Fraud vitiates all transactions which it touches. (Stoddard vs. Chambers, 2 How. (U.S.), 284; Dos Hermanos, 2 Wheat. (U.S.), 76; Graffam vs. Burgess, 117 U.S., 180; Kerr on Fraud, 51.)1awphil.net

If a transaction has been originally founded on fraud, the original vice will continue to taint it, however long the negotiations may continue or into whatever ramifications it may extend. No lenght of time however great will be a bar to relief if the injured party has been in ignorance of the fraud. (Graffam vs. Burgess (supra); Charter vs. Trevelyan, 11 Clark and F. (English Reports), 714; Michoud vs. Girod, 45 U.S., 503, 561; Duchess of Kingston, 20 How. St. Trials, 544.)

Where fraud is such as to prevent a party from presenting the merits of his case to the court or works an imposition upon the jurisdiction of the court, the judgment rendered in such a case may be impeached. (Steel vs. St. Louis Ry. Co., 106 U.S. 389.)

In the case of Tibbetts vs. Tilton (31 N.H., 273) it was held that a creditor of an estate was allowed to avoid the decree of discharge by showing that a part of the estate of the intestate had been fraudulently kept back by the administrator and not reported in the inventory.

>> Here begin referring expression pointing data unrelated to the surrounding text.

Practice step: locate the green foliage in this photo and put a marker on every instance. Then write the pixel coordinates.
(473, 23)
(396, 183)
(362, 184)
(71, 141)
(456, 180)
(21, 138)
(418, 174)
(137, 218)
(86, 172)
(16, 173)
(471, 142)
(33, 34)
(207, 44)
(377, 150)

In the case of Bank vs. Fairbanks (49 N.H., 131) it was held that the bar for the presentation of claims did not apply to a case where the claimant against an estate had been induced not to present his claim, and where the administrator had in his possession property not included in the inventory.

Where a creditor of an insolvent estate which has been closed neglect to exhibit his claim within the time allowed, if he afterwards discover and show to the administrator other estate not before inventoried, he may sustain an action for the recovery of his claim. (Sacket vs. Mead, 1 Conn., 13; Thorn vs. Watson, 10 III., 26; Stone vs. Clarke, 40 III., 411; Chase vs. Beeson, 92 Ind., 61.)

In the case of Henry vs. Bey (114 Iowa, 454) it was held that when the owner of a note against decedent was induced to withhold the filing of his claim by false and fraudulent representations of the executor as to the solvency of the estate, and the estate is still unsettled, the court will permit the filing of the claim, notwithstanding that the statutory time therefore has expired. (State vs. Smith, 79 Minn., 257.)

In the case of Dariano vs. Fidalgo (14 Phil. Rep., 62) this court held that:

Courts of probate jurisdiction should be very jealous in guarding the estate of deceased persons, and when the action of any part connected with the administration of such estate is tainted with fraud in the slightest degree such courts should take jurisdiction for the purpose of remedying whatever injury the estate may have suffered.

For all of the foregoing reasons, we are of the opinion and so hold that the petition of the defendant asking for the appointment of a new commission to appraise the estate of the deceased Jose Reyes y Mijares and to hear claims against said estate should have been granted, and to that extent the judgment of the lower court is hereby modified and it is hereby ordered and directed that the record be returned to the lower court and that said commission be appointed, with direction to proceed to appraise the property of said estate and to hear claims against it, in accordance with the provisions of the Code of Civil Procedure, and also that the said administratrix be required to add to her inventory such other property, not already included, as may be found to belong to said estate; Provided, however, That the lower court may accept the appraisement of the property heretofore inventoried, if he desires so to do. It is so ordered.

Arellano, C.J., Torres, Moreland and Trent, JJ., concur.